Although proponents of a switch continue to state that the primary purpose of world-wide adoption of IFRS is the greater comparability of financial statements from different companies, almost anyone in the world with half a brain snickers at this claim. Comparability cannot exist when companies can report for similar business events with different accounting treatments as is possible using IFRS’s professional judgment. Harvey Pitt, former chair of the SEC and IFRS advocate at Compliance Week, states that “… investors will simply have to learn to deal with it.” It, of course, meaning the varied accounting treatments. Of course, it also means less informative and more vague financial statements.
But wait a minute! Isn’t the SEC supposed to look out for the little guy? The investor? It says so in the proposed Strategic Plan of the SEC, released on October 15, 2009 (http://www.sec.gov/about/secstratplan1015.pdf), “The mission of the SEC is to protect investors; maintain fair, orderly, and efficient markets; and facilitate capital formation.” It plans to accomplish this by raising international regulatory standards and cooperation, including working toward improvement of accounting standards in the wake of the credit crisis and the development of a single set of high-quality global accounting standards (key objectives for reform of the financial regulatory system published by the U.S. Department of the Treasury in Financial Regulatory Reform: A New Foundation; June 2009).
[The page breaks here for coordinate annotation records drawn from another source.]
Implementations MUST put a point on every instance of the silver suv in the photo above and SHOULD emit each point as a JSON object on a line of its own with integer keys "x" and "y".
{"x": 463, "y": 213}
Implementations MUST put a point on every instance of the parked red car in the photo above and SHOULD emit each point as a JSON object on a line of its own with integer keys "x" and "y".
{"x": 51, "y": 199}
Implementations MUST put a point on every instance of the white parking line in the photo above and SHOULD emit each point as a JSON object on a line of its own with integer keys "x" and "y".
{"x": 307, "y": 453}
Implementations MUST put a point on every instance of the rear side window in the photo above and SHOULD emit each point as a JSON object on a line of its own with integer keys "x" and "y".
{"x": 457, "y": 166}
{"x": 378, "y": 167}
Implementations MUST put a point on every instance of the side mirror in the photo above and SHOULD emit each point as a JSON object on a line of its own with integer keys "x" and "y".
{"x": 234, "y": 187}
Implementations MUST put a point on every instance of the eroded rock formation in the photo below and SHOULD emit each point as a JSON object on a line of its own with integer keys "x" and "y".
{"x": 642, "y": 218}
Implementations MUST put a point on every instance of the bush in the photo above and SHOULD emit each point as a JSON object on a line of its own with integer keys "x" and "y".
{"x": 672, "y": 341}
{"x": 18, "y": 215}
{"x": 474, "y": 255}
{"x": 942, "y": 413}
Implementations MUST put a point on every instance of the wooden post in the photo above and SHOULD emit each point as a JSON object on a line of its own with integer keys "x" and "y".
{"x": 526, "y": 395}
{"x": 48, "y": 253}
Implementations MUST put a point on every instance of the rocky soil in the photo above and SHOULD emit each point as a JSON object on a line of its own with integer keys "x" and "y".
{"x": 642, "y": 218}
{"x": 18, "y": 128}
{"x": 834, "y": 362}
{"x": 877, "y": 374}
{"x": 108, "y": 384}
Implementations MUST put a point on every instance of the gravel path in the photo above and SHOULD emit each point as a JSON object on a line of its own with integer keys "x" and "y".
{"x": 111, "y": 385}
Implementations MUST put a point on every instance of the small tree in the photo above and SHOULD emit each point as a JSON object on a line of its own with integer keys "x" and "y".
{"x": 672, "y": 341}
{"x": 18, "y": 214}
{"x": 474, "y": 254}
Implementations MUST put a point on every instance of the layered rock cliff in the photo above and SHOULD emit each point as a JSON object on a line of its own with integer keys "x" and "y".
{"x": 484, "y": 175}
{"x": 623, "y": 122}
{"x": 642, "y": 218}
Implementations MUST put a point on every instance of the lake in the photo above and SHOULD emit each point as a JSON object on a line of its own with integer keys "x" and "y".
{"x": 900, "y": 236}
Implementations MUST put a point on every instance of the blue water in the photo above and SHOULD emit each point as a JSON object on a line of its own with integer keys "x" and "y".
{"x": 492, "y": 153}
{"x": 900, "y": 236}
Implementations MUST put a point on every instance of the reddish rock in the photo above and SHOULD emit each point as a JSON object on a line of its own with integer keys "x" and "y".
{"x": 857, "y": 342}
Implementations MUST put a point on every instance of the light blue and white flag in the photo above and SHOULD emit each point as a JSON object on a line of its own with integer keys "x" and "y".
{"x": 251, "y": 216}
Schapiro, Geithner, Obama and Bernanke announcing support for a single set of global accounting standards on June 17, 2009
Does that mean that the federal government and the SEC plan to protect investors by adopting accounting rules that produce less informative and more vague financial statements? Yes! Yes! Yes!
Only in Washingtonian political double-speak is it possible for more to actually mean less, and for yes to actually mean no. Isn’t this a great country?